Sunday, April 23, 2006

On the move...


Well, life has changed once again! Lily is starting to really understand how crawling works. It takes her awhile, but she can get to something she sees. I have started to rearrange furniture, books and shelf items accordingly.

We spent Easter with my family at my parents' house. It was so incredible to see Lily with her cousin Evie. Evie is the age Lily was when we moved to Tennessee. Wow! It is amazing to realize how much she has grown in just a few short months. I mean, in the grand scheme of things, eight months is such a tiny little blip in time-but the amount of change possible in that time is phenomenal. It makes me wonder how much I could change about myself in eight months. If Lily can go from where Evie is right now-holding her head up and smiling (sometimes!) to where she is now-crawling, eating solid food, telling exciting stories in baby babble, clearly indicating what she wants/needs-then how much could I accomplish? I'm not going to embark on some weird self-improvement kick, but there are some things that I could improve about myself.

I guess I'll check back when Lily is 16 months old and see how far I've come. I can already see how far she will be!

Saturday, April 15, 2006

If at first you don't succeed...

Try, try again! Lily is making a pretty concerted effort to crawl. Unfortunately, she has only succeeded in scooting backwards across the floor. This morning, however, she pushed herself backwards almost all the way to the wall and then proceeded to turn herself around in an effort to scoot back towards me. She is certainly planning out her strategy and working with her current skills.

No teeth yet...just bucketfuls of drool. In fact, Lily was laying down on her bedroom floor today and was momentarily choked by the amount of drool her mouth is producing. I could see the look of panic cross her face which quickly morphed into a tortured scream. Immediately her hands are thrust out directly towards me in a "mommy, save me!" plea.

Her dad says that she is a "mommy's girl"-he's right.

Friday, April 07, 2006

A crazy day

Today was our first brush with a tornado warning since we moved to Tennessee. Lily and I spent a good amount of time on the floor of the closet while we listened to the weatherman give updated accounts of how close the tornado was coming. I did not grab any toys before heading to our little hideout, but Lily had a leather belt of daddy's to chew on to keep her occupied.

I think that Lily is starting to get her first teeth. Part of me is excited about this new development, but the other part of me is rather wistful. I love her soft pink grin and I know I have precious little time left with it until it becomes a toothy little smile. I think the worst part about it is that I know there is very little I can do to make it painless for her. All the Orajel in the world will only do so much.

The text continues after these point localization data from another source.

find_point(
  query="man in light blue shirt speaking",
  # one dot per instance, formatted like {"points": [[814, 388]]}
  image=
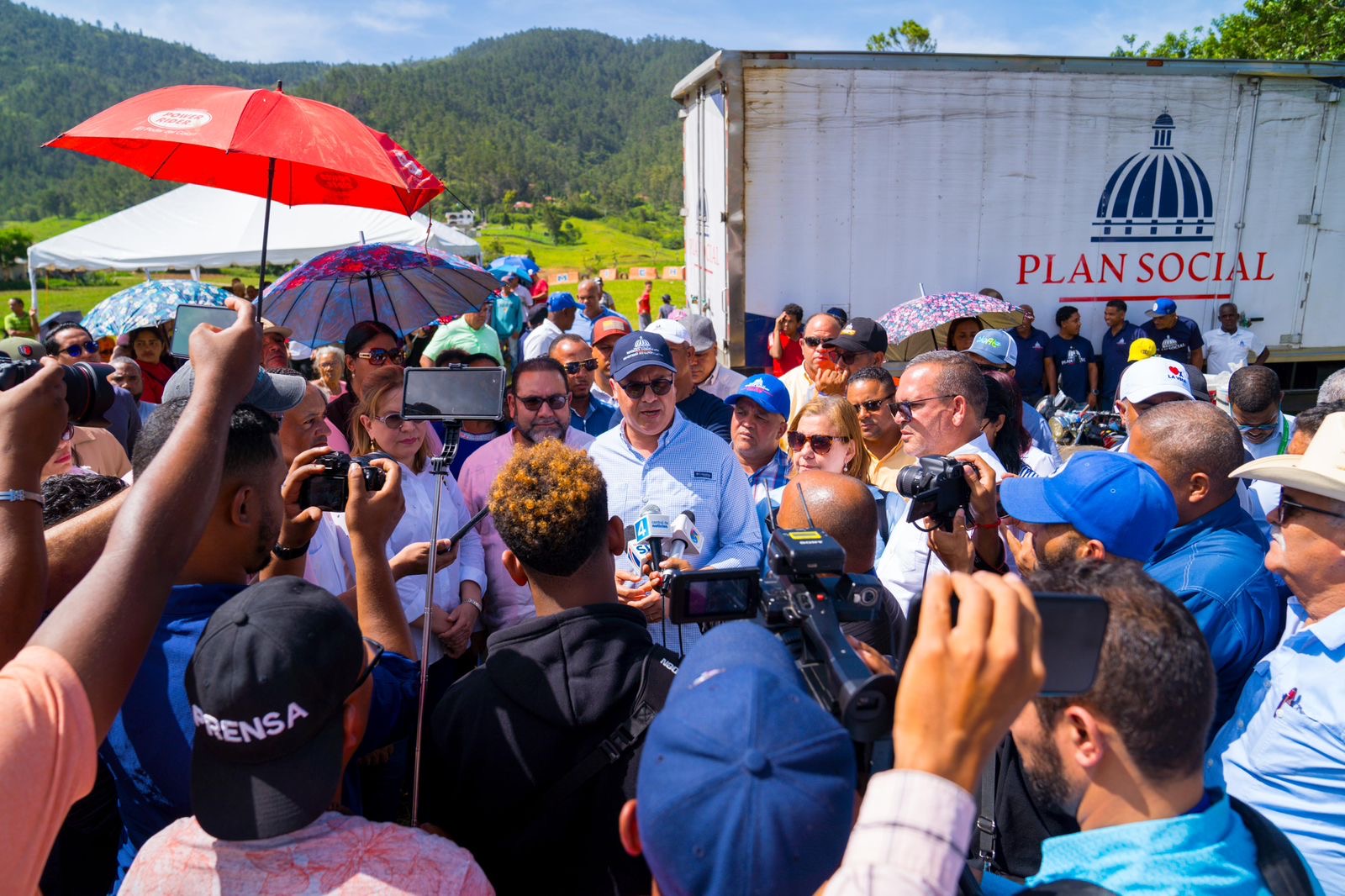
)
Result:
{"points": [[657, 461], [1284, 751]]}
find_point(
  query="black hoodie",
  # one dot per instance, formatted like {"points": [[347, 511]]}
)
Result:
{"points": [[551, 690]]}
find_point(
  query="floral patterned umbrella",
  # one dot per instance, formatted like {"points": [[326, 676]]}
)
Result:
{"points": [[148, 304], [921, 324], [405, 287]]}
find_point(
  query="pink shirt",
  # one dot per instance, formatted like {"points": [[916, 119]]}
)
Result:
{"points": [[47, 747], [338, 853], [506, 603]]}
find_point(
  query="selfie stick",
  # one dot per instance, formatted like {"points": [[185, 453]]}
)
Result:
{"points": [[439, 466]]}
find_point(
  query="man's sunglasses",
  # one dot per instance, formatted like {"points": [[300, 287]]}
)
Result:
{"points": [[76, 351], [380, 356], [369, 670], [820, 444], [636, 390], [535, 403], [873, 407]]}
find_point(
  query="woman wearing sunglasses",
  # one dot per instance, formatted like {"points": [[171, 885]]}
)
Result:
{"points": [[370, 345], [380, 428]]}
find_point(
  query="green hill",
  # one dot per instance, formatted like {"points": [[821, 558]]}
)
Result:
{"points": [[545, 112]]}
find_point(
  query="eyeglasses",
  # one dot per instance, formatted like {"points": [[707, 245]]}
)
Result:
{"points": [[380, 356], [908, 408], [873, 407], [1289, 502], [535, 403], [820, 444], [636, 389], [76, 351], [369, 670], [394, 420]]}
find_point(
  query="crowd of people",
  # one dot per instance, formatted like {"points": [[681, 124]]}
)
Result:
{"points": [[212, 685]]}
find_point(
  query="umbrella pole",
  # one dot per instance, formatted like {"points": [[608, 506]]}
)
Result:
{"points": [[266, 235]]}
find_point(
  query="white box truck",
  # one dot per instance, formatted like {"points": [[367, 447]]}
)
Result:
{"points": [[853, 178]]}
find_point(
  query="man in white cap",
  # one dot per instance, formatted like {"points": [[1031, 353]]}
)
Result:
{"points": [[1284, 751], [706, 370]]}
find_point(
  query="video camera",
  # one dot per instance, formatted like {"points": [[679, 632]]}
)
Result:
{"points": [[87, 392], [330, 490], [936, 488], [804, 599]]}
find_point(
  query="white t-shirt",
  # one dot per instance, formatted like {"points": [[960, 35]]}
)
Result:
{"points": [[1227, 351]]}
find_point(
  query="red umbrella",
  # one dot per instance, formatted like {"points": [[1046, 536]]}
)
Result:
{"points": [[262, 143]]}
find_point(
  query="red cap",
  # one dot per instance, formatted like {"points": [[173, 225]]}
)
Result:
{"points": [[611, 326]]}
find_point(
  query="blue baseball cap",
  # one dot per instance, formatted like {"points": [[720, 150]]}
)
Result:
{"points": [[766, 390], [560, 302], [1163, 307], [746, 783], [638, 350], [995, 346], [1116, 498]]}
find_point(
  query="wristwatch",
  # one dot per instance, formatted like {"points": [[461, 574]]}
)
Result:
{"points": [[289, 553]]}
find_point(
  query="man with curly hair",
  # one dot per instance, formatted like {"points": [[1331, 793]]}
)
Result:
{"points": [[551, 690]]}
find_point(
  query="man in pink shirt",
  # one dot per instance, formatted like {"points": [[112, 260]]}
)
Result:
{"points": [[538, 405], [62, 690]]}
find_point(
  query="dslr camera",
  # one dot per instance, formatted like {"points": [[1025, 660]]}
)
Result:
{"points": [[87, 392], [804, 599], [936, 488], [330, 488]]}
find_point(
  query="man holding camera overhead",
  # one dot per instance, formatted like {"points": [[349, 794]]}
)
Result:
{"points": [[941, 403], [657, 463]]}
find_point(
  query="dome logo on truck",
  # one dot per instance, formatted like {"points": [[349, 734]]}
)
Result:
{"points": [[1160, 195]]}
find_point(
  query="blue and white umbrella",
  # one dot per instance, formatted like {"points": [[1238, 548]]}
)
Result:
{"points": [[148, 304]]}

I think the teethins is what caused Lily to have a horrible time getting to sleep tonight. She could not keep her eyes open at six, so I put her in bed. About thirty minutes later, she woke up screaming and would not go back to sleep so I sat with her on the couch for awhile trying to soothe her. As much as I wanted her to go to bed, cuddling with her on the couch was so nice. I know there are times in my life that I will look back with longing on moments like those. With her feet nestled on my knees and one hand on my shoulder, Lily put her cheek on my collarbone and drifted in and out of sleep. The feel of her soft breath on my neck and her fingers lightly grasping my shirt are those little memories that will stay with me. Of course, she then spent the next ten minutes giggling and talking while I tried to bite my bottom lip to keep from laughing (that always spurs her on!) In the end, though, I know that holding my little girl and soothing her to sleep is something that I will not always be able to do. I won't always be able to hold her whole little body in my arms for ages just snuggling my nose into the side of her neck. But for now, while this seems to help those painful little pearly whites push through, I'm there.